A agropecuária, por sua vez, detém 80% das unidades fabris, mas produz apenas 19% do total. Já o segmento industrial, que inclui a agroindústria, concentra 11% do número de plantas e responde por 21% da produção.
A Sabesp, cuja produção chega a quase 23 milhões de Nm3 /ano (normal metro cúbico/ano), tem planos para expandir a instalação de sistemas de aproveitamento do biogás em mais estações de tratamento de esgotos (ETEs) da região metropolitana de São Paulo.
“Essa expansão é fundamental, considerando a concentração populacional e a quantidade de efluentes”, diz Ivana Wuo, diretora de tratamento de esgotos da companhia.
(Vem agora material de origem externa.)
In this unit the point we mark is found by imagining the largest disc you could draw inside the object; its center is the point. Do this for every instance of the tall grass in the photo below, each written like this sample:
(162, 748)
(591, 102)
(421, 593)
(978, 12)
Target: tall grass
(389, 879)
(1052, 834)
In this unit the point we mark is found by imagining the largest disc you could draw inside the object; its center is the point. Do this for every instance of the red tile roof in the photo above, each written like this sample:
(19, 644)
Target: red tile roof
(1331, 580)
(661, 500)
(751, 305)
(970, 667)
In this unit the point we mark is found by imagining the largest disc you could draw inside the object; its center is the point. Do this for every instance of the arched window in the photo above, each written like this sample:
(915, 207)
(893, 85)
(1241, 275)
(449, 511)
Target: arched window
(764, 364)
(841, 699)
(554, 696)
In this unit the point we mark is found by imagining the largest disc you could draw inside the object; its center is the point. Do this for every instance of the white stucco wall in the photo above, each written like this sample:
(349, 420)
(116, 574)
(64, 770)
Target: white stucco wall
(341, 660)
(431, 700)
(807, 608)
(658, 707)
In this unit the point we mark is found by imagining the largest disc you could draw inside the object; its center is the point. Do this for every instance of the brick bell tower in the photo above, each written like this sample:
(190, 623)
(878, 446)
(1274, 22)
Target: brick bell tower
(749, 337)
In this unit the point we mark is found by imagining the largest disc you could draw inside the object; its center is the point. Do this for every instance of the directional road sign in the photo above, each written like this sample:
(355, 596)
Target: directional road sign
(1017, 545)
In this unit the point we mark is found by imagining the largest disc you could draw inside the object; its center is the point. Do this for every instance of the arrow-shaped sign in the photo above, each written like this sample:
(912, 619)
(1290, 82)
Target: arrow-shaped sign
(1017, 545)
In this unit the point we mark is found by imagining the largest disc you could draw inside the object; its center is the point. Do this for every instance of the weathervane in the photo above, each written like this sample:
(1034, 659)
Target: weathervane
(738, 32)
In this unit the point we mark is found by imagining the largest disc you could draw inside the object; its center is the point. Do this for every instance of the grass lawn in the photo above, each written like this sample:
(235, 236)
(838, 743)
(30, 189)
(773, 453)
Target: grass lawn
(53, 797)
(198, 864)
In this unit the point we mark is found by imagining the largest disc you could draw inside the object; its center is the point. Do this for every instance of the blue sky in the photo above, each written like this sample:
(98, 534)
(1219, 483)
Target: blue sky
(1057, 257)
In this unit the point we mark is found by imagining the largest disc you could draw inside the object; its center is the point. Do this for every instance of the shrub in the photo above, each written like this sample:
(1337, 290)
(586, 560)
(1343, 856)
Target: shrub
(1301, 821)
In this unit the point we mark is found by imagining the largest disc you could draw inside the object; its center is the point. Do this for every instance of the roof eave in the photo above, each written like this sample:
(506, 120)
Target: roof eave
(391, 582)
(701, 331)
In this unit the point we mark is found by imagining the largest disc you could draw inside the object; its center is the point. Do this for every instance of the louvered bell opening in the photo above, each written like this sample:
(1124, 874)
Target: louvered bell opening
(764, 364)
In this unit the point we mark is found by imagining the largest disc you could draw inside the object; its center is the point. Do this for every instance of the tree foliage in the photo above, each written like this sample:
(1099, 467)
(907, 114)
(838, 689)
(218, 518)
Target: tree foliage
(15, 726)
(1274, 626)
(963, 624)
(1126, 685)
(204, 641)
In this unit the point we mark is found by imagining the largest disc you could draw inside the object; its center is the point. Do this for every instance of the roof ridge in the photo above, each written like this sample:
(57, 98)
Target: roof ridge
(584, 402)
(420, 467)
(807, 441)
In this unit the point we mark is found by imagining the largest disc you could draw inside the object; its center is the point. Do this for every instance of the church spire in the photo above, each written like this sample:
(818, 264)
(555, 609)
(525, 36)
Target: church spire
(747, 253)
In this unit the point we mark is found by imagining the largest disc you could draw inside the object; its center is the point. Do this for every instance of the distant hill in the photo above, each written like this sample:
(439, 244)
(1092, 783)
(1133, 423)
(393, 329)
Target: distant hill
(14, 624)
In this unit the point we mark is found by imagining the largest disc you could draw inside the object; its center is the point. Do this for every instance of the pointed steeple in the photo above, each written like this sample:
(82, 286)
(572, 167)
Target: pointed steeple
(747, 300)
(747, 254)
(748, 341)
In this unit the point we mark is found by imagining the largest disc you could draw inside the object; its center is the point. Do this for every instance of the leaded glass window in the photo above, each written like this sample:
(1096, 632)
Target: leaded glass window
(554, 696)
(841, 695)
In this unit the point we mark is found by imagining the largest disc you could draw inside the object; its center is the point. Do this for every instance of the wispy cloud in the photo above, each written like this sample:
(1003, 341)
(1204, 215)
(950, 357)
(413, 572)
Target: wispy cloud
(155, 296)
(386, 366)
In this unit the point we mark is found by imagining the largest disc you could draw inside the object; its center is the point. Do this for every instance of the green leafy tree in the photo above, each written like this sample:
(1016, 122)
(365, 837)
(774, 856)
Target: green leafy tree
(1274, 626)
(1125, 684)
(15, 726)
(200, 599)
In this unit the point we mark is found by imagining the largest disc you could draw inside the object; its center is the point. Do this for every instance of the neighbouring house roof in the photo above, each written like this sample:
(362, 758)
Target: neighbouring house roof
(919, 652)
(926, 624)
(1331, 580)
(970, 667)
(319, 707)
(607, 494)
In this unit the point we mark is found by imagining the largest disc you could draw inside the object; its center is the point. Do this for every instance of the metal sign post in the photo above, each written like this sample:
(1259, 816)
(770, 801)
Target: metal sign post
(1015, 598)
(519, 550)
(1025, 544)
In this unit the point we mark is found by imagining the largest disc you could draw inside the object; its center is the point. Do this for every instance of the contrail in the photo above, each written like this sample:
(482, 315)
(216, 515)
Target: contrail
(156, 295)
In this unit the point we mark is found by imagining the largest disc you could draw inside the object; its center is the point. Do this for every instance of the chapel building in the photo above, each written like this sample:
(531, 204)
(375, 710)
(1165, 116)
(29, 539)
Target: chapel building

Segundo ela, o biogás será aproveitado para geração de energia elétrica, que pode alimentar as próprias ETEs ou ser injetada na rede.
“Adicionalmente, o biogás será utilizado como fonte de energia térmica para o processo de secagem de lodo, uma etapa crítica do tratamen que demanda considerável quantidade de energia”.
Felipe Souza Marques, diretor-presidente do Centro Internacional de Energias Renováveis (Cibiogás), afirma que o biometano tem ganhado espaço devido às suas características semelhantes às do gás natural, o que permite, inclusive, injetar ambos na mesma rede.
Segundo o executivo, juntos, os dois combustíveis alcançam mercados que teriam dificuldade para conseguir isoladamente
O produto apresenta características semelhantes às do gás natural, o que permite injetá-lo na mesma rede de distribuição.
A Regenera, unidade de resíduos sólidos da Aegea, capta cerca de 25 mil Nm3 /hora de biogás no aterro sanitário de Seropédica (RJ).
Uma parte é convertida em biometano e segue para a indústria e para o abastecimento veicular (cerca de 130 mil m³ por dia). Outra parte segue para uma geradora de energia elétrica, que possui capacidade de 2,8 MW.
Com uma expansão prevista, a capacidade deve chegar a 8,4 MW.
“Com base na geração atual e na projeção de recebimento de resíduos para os próximos anos, prevemos a realização de investimentos na ordem de R$ 105 milhões até 2028”, diz Yaroslav Memrava Neto, vice-presidente da empresa. De acordo com ele, a unidade de tratamento resíduos de Seropédica é responsável por cerca de 8% do potencial instalado para captação de biogás proveniente de aterros sanitários no Brasil.
Já o Grupo Energisa adquiriu recentemente 52% da paranaense Lurean, que atua no tratamento de resíduos e comercialização de adubo orgânico.
“A partir dessa operação, será implantada a nossa segunda usina de biometano”, informa Luiz Fernando Tomasini, diretor de negócios da EBIO Energisa Biogás. Com investimentos de R$ 100 milhões, a planta, com operação comercial prevista para 2028, terá capacidade de produção de 28 mil m3 /dia.”
Tomasini lembra que, em 2023, o grupo investiu outros R$ 110 milhões na construção de sua primeira usina de biometano em Campos Nov (SC). A unidade, que entrou em operação este mês, pode gerar aproximadamente 28 mil m3 /dia de biometano com o processamento diário 300 toneladas de resíduos orgânicos, além de produzir cerca de 40 mil t/ano de fertilizante orgânico.
Para o executivo, o biometano cria alternativas mais sustentáveis e competitivas para atender à crescente demanda do mercado, principalmente em período instáveis como o provocado com a crise no Oriente Médio. “Quando o mundo enfrenta tensões em rotas críticas abastecimento, ganha força a discussão sobre fontes domésticas, previsíveis e menos expostas à volatilidade externa”, pondera.